Here in Jamaica we are heavily dependent on imports and our cost of living is primarily a function of three indicators — the exchange rate, the cost of fuel, and food commodity prices. All of these indicators are heading in the wrong direction for Jamaica.

The full impact of this crisis has perhaps been delayed for us because the world is enjoying low interest rates. However, South Korea became the first economy in Asia to raise interest rates since the beginning of the pandemic. The Bank of Korea increased from 0.50 per cent to 0.75 per cent — a signal that its policymakers forecast rising consumer debt and inflation as bigger threats to the economy than the resurgence of the virus driven by the Delta variant. ( Market Watch, 2021)

Red flag

As inflation continues to increase around the world, Jamaica must take this as our red flag warning and chart a course in anticipation of this dilemma.

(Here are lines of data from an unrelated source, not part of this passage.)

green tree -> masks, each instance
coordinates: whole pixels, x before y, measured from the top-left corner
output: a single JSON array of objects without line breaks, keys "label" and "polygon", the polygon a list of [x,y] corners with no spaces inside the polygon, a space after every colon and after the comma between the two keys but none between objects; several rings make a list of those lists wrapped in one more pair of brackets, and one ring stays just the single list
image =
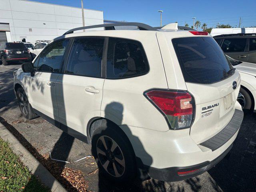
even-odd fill
[{"label": "green tree", "polygon": [[196,28],[196,30],[200,26],[201,26],[201,22],[200,21],[196,21],[195,23],[195,27]]},{"label": "green tree", "polygon": [[202,27],[201,27],[201,28],[203,30],[203,31],[204,31],[207,28],[207,24],[205,23],[204,23],[202,26]]}]

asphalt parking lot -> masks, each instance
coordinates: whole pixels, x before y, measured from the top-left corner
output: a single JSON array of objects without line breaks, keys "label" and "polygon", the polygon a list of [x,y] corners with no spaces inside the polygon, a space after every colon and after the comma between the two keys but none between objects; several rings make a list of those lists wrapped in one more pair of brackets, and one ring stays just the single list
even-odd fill
[{"label": "asphalt parking lot", "polygon": [[[20,67],[20,64],[0,65],[0,121],[22,140],[22,143],[38,159],[48,157],[50,152],[52,158],[71,162],[44,160],[46,165],[49,166],[54,161],[62,170],[68,168],[81,173],[87,190],[100,192],[256,191],[256,113],[245,115],[230,153],[208,172],[178,182],[151,179],[128,183],[125,186],[118,186],[108,183],[102,178],[92,158],[74,162],[91,154],[89,145],[74,139],[41,118],[31,120],[23,118],[13,90],[13,72]],[[62,175],[61,171],[55,174],[59,174],[59,178],[66,182],[70,191],[78,191],[69,184],[72,181]]]}]

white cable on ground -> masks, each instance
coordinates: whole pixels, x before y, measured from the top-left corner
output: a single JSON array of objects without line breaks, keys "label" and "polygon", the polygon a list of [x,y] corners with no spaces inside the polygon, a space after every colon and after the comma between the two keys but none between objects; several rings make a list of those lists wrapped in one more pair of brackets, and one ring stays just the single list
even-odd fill
[{"label": "white cable on ground", "polygon": [[88,156],[86,156],[86,157],[83,157],[82,158],[81,158],[80,159],[78,159],[78,160],[77,160],[76,161],[72,161],[72,162],[70,162],[70,161],[63,161],[62,160],[59,160],[58,159],[53,159],[53,158],[52,158],[52,155],[51,154],[51,152],[50,151],[50,159],[52,160],[54,160],[54,161],[60,161],[61,162],[64,162],[64,163],[74,163],[74,162],[77,162],[78,161],[80,161],[81,160],[82,160],[83,159],[85,159],[86,158],[88,158],[89,157],[92,157],[92,156],[90,156],[90,155],[89,155]]}]

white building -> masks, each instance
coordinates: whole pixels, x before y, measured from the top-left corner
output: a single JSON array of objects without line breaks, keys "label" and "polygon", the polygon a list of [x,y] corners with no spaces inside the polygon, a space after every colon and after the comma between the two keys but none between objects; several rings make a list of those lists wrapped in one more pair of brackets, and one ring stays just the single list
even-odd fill
[{"label": "white building", "polygon": [[[86,26],[103,24],[103,12],[85,9]],[[80,8],[25,0],[0,0],[0,42],[51,40],[82,26]]]}]

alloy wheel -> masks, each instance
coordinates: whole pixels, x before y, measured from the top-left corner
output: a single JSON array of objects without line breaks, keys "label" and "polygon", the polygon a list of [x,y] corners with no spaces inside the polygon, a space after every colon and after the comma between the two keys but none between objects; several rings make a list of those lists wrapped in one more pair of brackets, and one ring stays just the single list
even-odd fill
[{"label": "alloy wheel", "polygon": [[25,96],[22,93],[19,94],[19,102],[21,108],[21,111],[25,115],[27,115],[28,112],[28,106]]},{"label": "alloy wheel", "polygon": [[125,161],[120,147],[115,141],[108,136],[101,136],[97,141],[96,150],[100,163],[109,174],[115,177],[123,175]]},{"label": "alloy wheel", "polygon": [[243,94],[239,92],[238,94],[238,96],[237,97],[237,101],[238,102],[238,103],[241,105],[242,106],[242,109],[244,109],[244,107],[245,106],[246,101],[245,98],[244,97],[243,95]]}]

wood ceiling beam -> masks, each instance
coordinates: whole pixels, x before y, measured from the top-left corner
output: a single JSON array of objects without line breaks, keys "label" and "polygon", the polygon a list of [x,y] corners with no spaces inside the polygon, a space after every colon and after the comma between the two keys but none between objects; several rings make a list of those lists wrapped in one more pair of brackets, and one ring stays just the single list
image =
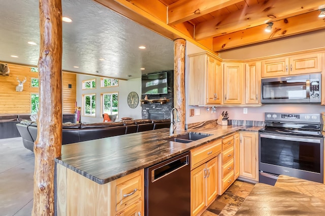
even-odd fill
[{"label": "wood ceiling beam", "polygon": [[[325,18],[317,17],[319,11],[304,14],[273,22],[271,32],[262,25],[213,39],[212,50],[214,52],[244,45],[279,39],[302,33],[325,28]],[[315,17],[317,18],[315,19]]]},{"label": "wood ceiling beam", "polygon": [[179,0],[168,6],[168,23],[174,25],[217,11],[243,0]]},{"label": "wood ceiling beam", "polygon": [[[211,37],[257,26],[324,7],[323,0],[269,0],[245,8],[226,17],[216,17],[195,26],[194,40]],[[270,18],[271,17],[271,18]]]}]

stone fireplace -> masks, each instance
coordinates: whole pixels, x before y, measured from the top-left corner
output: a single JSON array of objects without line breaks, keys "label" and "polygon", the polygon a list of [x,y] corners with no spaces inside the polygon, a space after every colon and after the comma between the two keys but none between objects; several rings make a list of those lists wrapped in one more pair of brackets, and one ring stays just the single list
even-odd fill
[{"label": "stone fireplace", "polygon": [[[169,119],[171,118],[171,111],[174,107],[174,71],[167,71],[168,91],[167,94],[159,95],[147,95],[148,99],[155,99],[161,98],[169,99],[169,102],[160,104],[152,102],[141,104],[142,119]],[[141,95],[144,99],[145,95]]]}]

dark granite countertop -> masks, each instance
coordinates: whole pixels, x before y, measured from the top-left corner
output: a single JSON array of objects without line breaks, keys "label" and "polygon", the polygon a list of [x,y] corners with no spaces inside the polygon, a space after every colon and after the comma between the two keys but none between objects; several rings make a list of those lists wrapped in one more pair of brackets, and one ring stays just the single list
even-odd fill
[{"label": "dark granite countertop", "polygon": [[148,167],[238,130],[258,131],[261,127],[218,125],[212,128],[176,131],[173,136],[191,131],[211,136],[188,143],[165,140],[171,137],[163,128],[113,136],[62,146],[55,162],[104,184]]}]

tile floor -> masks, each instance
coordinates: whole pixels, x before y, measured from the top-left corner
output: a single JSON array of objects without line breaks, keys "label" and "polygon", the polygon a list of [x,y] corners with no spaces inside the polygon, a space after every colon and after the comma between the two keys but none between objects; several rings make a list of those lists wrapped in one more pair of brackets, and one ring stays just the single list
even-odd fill
[{"label": "tile floor", "polygon": [[[32,208],[34,155],[21,137],[0,139],[0,215],[25,216]],[[203,216],[233,215],[254,187],[236,181]]]}]

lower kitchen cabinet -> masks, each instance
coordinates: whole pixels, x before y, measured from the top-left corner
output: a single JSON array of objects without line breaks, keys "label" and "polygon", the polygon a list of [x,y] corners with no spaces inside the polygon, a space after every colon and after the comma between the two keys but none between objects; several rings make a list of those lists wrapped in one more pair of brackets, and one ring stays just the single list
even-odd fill
[{"label": "lower kitchen cabinet", "polygon": [[191,212],[198,214],[216,198],[218,162],[215,157],[191,171]]},{"label": "lower kitchen cabinet", "polygon": [[240,143],[240,176],[258,181],[258,133],[242,131]]}]

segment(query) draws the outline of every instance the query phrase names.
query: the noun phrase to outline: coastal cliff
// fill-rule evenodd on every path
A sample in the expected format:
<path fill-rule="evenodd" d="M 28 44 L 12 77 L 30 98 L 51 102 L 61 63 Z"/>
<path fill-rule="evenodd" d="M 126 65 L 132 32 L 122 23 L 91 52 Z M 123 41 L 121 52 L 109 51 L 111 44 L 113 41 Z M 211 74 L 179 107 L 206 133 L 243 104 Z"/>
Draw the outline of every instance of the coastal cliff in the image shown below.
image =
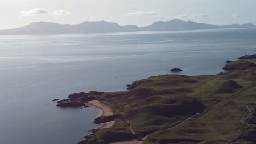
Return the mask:
<path fill-rule="evenodd" d="M 115 124 L 79 144 L 255 143 L 255 63 L 230 62 L 218 75 L 152 76 L 129 91 L 73 94 L 58 105 L 97 100 L 112 109 L 94 122 Z"/>

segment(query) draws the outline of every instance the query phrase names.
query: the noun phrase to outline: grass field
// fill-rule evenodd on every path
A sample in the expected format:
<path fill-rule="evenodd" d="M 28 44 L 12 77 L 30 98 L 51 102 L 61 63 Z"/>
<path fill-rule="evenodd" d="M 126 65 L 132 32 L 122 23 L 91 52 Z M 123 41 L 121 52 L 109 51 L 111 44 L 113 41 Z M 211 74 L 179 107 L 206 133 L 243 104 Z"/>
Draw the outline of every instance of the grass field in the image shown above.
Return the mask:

With COVID-19 local lockdowns, curfews, contraction in tourism, pressure on the exchange rate, increased costs of fuel and food commodity prices, decreased business production, and staff layoffs or country is heading into deeper crisis.

Unfortunately, these realities do not present many available options to a country in which most of our people are not surviving on minimum wage, which is $7,000 or US$47 per week.

Two months after the pandemic began, 62 per cent of Jamaican households reported earnings below the minimum wage. The majority of food consumed by Jamaicans is imported, including basic commodities such as rice, chicken neck and back, kidney, liver, and mixed vegetables. As a result, any increase in the exchange rate increases the cost of these items to our people.

There is no doubt that the impact of inflation hurts everyone, but it is devastating on the backs of the poor who already cannot find the basic money required for shelter, transportation, utility, and food.

Recently, the Opposition spokesperson on finance Julian Robinson highlighted the sobering case of food price increases on imported and other basic foods which, in some instances, have moved by 50 per cent.

If we assume that an average meal costs $350, the average person could spend $700 to eat twice per day, or nearly $4,900 per week. This is 70 per cent of their weekly salary in food alone. It is truly impossible to expect anyone to sustain or adequately provide for themselves and their family on the current minimum wage of $7,000.

Martin Luther King Jr was purposeful in his declaration for the need of fierce urgency when confronted with decisions that impact masses of people: “There is such a thing as being too late. This is no time for apathy or complacency. This is a time for vigorous and positive action.”

We need to urgently increase the minimum wage threshold with a focused plan to protect the poor during this time. Furthermore, as I have said previously, the Government needs to be more proactive and adopt the Caribbean Policy Research Institute’s (CaPRI) call for Parliament to pass the National Assistance Bill to replace the Poor Relief Act (1886). This would give a “coordinated approach to poverty reduction through an authoritative multi-sectoral institutional framework which effectively coordinates service delivery” through overarching legislation for social protection.

Commodity prices will continue to rise. As leaders we must move quickly with decisive action now to prevent further damage to our society from this inflation crisis. If we are late, or fail to act, we will threaten the future growth and stability of our country and keep too many of our people in visceral poverty for generations.

Lisa Hanna is Member of Parliament for St Ann South Eastern, People’s National Party spokesperson on foreign affairs and foreign trade, and a former Cabinet member.